Tanaman ini memiliki penyebaran yang sangat luas dari pinggir pantai sampai dataran tinggi,
karena inilah nepenthes dibagi dalam dua jenis yaitu jenis dataran tinggi dan jenis dataran
rendah, walau kebanyakan spesies tumbuh di dataran tinggi. Spesies yang tercatat tumbuh
di ketinggian paling tinggi adalah N. lamii yaitu di ketinggian 3,520 m.
Kebanyakan spesies tumbuh di tempat dengan kelembaban tinggi dan cahaya dengan tingkat
menengah hingga tinggi. Beberapa spesies seperti N. ampullaria tumbuh di tempat yang
teduh dengan tidak terlalu banyak cahaya, sedangkan N. mirabilis tumbuh ditempat yang
terbuka dengan cahaya yang berlimpah. Tanah tempat tumbuh nepenthes biasanya miskin
hara dan asam. Beberapa spesies tumbuh di tempat yang sangat beracun bagi tanaman lain
seperti N. rajah yang tumbuh pada tanah dengan kandungan logam berat dan N.
albomarginata yang tumbuh pada pantai berpasir di zona yang terkena siraman air laut,
beberapa spesies tumbuh epifit seperti N. inermis yang tumbuh tanpa bersentuhan dengan
tanah.
CENDANA
Cendana, atau cendana wangi, merupakan pohon penghasil kayu cendana dan minyak cendana.
Kayunya digunakan sebagai rempah-rempah, bahan dupa, aromaterapi, campuran parfum, serta
sangkur keris (warangka).
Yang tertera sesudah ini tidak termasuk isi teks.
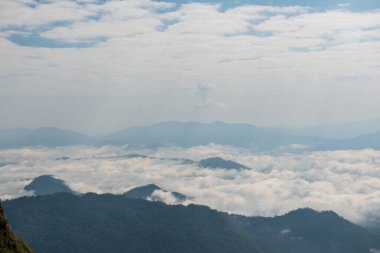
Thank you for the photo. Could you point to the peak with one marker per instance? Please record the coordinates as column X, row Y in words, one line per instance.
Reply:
column 47, row 184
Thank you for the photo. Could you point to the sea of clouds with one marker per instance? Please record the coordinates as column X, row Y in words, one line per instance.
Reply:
column 347, row 182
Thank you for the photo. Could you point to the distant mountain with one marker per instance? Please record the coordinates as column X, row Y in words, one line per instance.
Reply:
column 48, row 137
column 47, row 184
column 194, row 133
column 336, row 131
column 145, row 192
column 218, row 162
column 94, row 223
column 360, row 142
column 9, row 243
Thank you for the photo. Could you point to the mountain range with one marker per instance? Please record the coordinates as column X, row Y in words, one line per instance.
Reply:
column 94, row 223
column 358, row 135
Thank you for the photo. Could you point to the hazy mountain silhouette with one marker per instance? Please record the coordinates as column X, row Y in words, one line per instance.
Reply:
column 360, row 142
column 194, row 133
column 346, row 136
column 9, row 243
column 48, row 137
column 218, row 162
column 144, row 192
column 336, row 131
column 47, row 184
column 113, row 223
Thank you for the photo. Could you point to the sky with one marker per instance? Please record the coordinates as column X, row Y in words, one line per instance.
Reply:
column 99, row 66
column 347, row 182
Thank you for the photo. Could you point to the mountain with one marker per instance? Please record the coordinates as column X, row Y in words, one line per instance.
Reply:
column 356, row 143
column 336, row 131
column 145, row 192
column 220, row 163
column 9, row 243
column 195, row 133
column 47, row 184
column 48, row 137
column 113, row 223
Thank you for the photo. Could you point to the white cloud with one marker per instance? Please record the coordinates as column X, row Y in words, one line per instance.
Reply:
column 347, row 182
column 281, row 61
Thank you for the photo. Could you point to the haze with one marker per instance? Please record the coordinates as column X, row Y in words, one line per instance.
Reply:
column 98, row 66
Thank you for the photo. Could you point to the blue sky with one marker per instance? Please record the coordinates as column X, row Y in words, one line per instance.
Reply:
column 97, row 66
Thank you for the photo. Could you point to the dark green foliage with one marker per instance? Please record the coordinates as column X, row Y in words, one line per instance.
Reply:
column 9, row 243
column 47, row 184
column 113, row 223
column 142, row 192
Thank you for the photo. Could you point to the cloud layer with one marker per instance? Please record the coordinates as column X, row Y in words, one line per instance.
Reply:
column 149, row 60
column 347, row 182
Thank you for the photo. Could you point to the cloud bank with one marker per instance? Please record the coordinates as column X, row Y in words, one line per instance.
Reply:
column 347, row 182
column 97, row 60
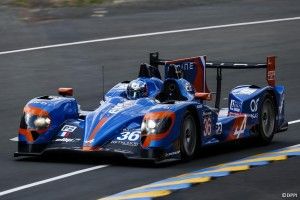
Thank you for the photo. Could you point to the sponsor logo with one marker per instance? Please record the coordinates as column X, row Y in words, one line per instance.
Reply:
column 254, row 105
column 240, row 127
column 188, row 87
column 235, row 106
column 245, row 91
column 125, row 143
column 253, row 116
column 172, row 153
column 120, row 106
column 129, row 135
column 271, row 75
column 67, row 140
column 68, row 128
column 219, row 128
column 89, row 141
column 186, row 66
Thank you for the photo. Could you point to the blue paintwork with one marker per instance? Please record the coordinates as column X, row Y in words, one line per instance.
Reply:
column 121, row 116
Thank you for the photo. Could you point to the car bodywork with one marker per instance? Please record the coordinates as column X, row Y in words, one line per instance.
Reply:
column 149, row 128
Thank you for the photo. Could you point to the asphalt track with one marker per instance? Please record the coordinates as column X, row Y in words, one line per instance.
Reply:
column 33, row 73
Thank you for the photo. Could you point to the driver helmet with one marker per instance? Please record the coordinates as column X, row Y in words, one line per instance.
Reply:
column 137, row 89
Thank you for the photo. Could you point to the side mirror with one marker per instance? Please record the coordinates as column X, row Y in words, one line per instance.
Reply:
column 203, row 96
column 65, row 91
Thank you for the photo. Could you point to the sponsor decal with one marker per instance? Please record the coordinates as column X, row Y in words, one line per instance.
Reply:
column 172, row 153
column 121, row 106
column 199, row 106
column 67, row 140
column 89, row 141
column 235, row 106
column 121, row 86
column 207, row 122
column 240, row 127
column 125, row 143
column 245, row 91
column 281, row 104
column 188, row 87
column 271, row 75
column 186, row 66
column 130, row 135
column 254, row 105
column 68, row 128
column 219, row 128
column 253, row 115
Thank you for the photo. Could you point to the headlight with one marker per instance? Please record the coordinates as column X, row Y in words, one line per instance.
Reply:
column 35, row 122
column 153, row 124
column 42, row 123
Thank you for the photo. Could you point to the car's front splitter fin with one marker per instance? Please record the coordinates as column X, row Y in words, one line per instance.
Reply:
column 149, row 154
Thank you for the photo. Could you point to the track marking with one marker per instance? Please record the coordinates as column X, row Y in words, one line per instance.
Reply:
column 15, row 139
column 150, row 34
column 167, row 186
column 51, row 179
column 294, row 122
column 216, row 172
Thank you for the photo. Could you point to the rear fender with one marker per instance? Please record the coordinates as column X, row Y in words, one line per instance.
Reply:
column 248, row 99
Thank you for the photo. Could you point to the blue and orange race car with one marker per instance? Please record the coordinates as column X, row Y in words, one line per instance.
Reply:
column 154, row 118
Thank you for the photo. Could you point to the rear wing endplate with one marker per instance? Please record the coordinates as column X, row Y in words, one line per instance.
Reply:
column 269, row 66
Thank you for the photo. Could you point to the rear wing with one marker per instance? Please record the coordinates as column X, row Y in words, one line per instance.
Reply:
column 201, row 64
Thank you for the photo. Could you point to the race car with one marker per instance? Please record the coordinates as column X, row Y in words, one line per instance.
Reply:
column 155, row 118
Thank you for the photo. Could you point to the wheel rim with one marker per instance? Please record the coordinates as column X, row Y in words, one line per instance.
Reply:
column 268, row 119
column 189, row 136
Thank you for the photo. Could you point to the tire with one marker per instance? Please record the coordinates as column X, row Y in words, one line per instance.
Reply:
column 267, row 121
column 188, row 137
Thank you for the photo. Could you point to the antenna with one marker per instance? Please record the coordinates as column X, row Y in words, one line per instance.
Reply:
column 102, row 82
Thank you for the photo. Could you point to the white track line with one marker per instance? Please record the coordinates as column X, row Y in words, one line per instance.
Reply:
column 51, row 179
column 68, row 175
column 150, row 34
column 119, row 38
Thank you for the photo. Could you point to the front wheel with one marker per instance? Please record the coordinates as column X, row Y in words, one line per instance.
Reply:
column 188, row 137
column 267, row 120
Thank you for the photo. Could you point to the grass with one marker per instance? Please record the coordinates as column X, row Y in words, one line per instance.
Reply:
column 54, row 3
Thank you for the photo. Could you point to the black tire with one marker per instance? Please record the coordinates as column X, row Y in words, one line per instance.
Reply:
column 188, row 137
column 267, row 121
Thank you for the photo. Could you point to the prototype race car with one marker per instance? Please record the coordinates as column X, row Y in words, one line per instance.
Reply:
column 151, row 118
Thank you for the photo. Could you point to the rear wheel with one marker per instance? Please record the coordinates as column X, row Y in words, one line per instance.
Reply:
column 267, row 120
column 188, row 137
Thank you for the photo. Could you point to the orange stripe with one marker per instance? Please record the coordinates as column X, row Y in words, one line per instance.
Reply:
column 27, row 134
column 35, row 111
column 97, row 128
column 158, row 115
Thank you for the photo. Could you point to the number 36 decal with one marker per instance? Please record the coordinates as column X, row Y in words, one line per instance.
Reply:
column 131, row 136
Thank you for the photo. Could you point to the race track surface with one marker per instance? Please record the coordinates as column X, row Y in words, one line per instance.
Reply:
column 27, row 74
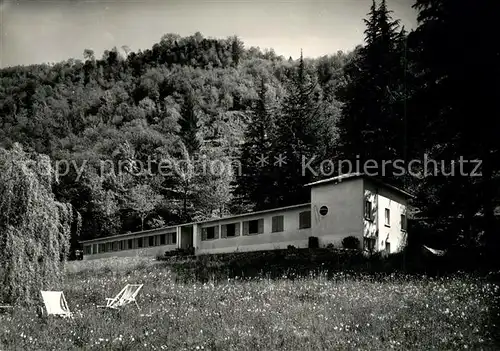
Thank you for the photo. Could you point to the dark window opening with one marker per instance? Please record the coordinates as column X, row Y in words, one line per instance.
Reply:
column 305, row 220
column 211, row 233
column 253, row 227
column 368, row 210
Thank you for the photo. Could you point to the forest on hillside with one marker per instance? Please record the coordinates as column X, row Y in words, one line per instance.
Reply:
column 190, row 100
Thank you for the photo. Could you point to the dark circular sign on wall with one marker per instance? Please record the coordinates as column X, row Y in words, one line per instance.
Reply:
column 323, row 210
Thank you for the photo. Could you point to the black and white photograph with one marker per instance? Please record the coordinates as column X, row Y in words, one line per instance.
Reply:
column 249, row 175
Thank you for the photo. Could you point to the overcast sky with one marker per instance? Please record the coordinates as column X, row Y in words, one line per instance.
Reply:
column 39, row 31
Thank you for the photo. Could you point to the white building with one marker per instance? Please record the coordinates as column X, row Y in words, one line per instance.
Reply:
column 348, row 205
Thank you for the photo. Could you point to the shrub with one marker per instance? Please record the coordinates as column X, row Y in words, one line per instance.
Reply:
column 34, row 228
column 350, row 242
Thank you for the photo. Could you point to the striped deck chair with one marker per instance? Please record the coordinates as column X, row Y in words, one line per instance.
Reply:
column 55, row 303
column 126, row 296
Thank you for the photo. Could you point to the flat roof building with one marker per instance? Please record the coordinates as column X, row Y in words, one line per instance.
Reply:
column 348, row 205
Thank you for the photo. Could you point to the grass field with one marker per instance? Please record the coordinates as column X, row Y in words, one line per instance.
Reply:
column 303, row 314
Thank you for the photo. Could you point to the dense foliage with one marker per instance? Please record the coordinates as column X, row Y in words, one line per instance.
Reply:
column 34, row 228
column 195, row 100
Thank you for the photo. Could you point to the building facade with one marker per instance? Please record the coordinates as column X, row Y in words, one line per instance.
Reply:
column 348, row 205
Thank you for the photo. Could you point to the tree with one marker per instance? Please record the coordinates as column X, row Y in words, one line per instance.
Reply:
column 297, row 128
column 143, row 201
column 255, row 186
column 462, row 122
column 35, row 229
column 372, row 120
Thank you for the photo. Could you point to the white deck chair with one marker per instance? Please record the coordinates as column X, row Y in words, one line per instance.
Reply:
column 55, row 303
column 126, row 296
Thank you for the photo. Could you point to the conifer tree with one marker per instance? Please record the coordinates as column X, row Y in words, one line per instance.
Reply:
column 296, row 141
column 189, row 125
column 254, row 187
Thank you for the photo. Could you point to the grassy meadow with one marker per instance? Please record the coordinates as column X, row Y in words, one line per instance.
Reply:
column 346, row 312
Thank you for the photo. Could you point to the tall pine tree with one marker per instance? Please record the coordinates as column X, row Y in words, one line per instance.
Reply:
column 296, row 142
column 371, row 126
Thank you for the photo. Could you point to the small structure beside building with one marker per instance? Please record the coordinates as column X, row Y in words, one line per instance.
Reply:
column 348, row 205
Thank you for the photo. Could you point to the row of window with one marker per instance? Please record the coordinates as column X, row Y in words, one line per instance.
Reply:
column 369, row 244
column 253, row 227
column 387, row 215
column 130, row 244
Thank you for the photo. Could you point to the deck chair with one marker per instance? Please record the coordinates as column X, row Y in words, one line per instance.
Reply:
column 55, row 303
column 126, row 296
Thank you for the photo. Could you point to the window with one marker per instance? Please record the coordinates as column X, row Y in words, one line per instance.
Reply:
column 278, row 224
column 170, row 238
column 230, row 229
column 305, row 220
column 369, row 244
column 211, row 233
column 403, row 222
column 368, row 210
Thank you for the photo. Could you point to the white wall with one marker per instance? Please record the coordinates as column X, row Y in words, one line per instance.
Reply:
column 382, row 198
column 345, row 211
column 148, row 251
column 267, row 240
Kayu yang baik bisa menyimpan aromanya selama berabad-abad.
Konon di Sri Lanka kayu ini digunakan untuk membalsam jenazah putri-putri raja sejak abad ke9. Di Indonesia, kayu ini banyak ditemukan di Nusa Tenggara Timur, khususnya di Pulau Timor,
meskipun sekarang ditemukan pula di Pulau Jawa dan pulau-pulau Nusa Tenggara lainnya.
Cendana adalah tumbuhan parasit pada awal kehidupannya. Kecambahnya memerlukan pohon
inang untuk mendukung pertumbuhannya, karena perakarannya sendiri tidak sanggup
mendukung kehidupannya. Karena prasyarat inilah cendana sukar dikembangbiakkan atau
dibudidayakan.[2]
Kayu cendana wangi (Santalum album) kini sangat langka dan harganya sangat mahal. Kayu
yang berasal dari daerah Mysoram di India selatan biasanya dianggap yang paling bagus
kualitasnya. Di Indonesia, kayu cendana dari Timor juga sangat dihargai. Sebagai gantinya
sejumlah pakar aromaterapi dan parfum menggunakan kayu cendana jenggi (Santalum
spicatum). Kedua jenis kayu ini berbeda konsentrasi bahan kimia yang dikandungnya, dan oleh
karena itu kadar harumnya pun berbeda.
Kayu cendana dianggap sebagai obat alternatif untuk membawa orang lebih dekat kepada Tuhan.
Minyak dasar kayu cendana, yang sangat mahal dalam bentuknya yang murni, digunakan
terutama untuk penyembuhan cara Ayurveda, dan untuk menghilangkan rasa cemas.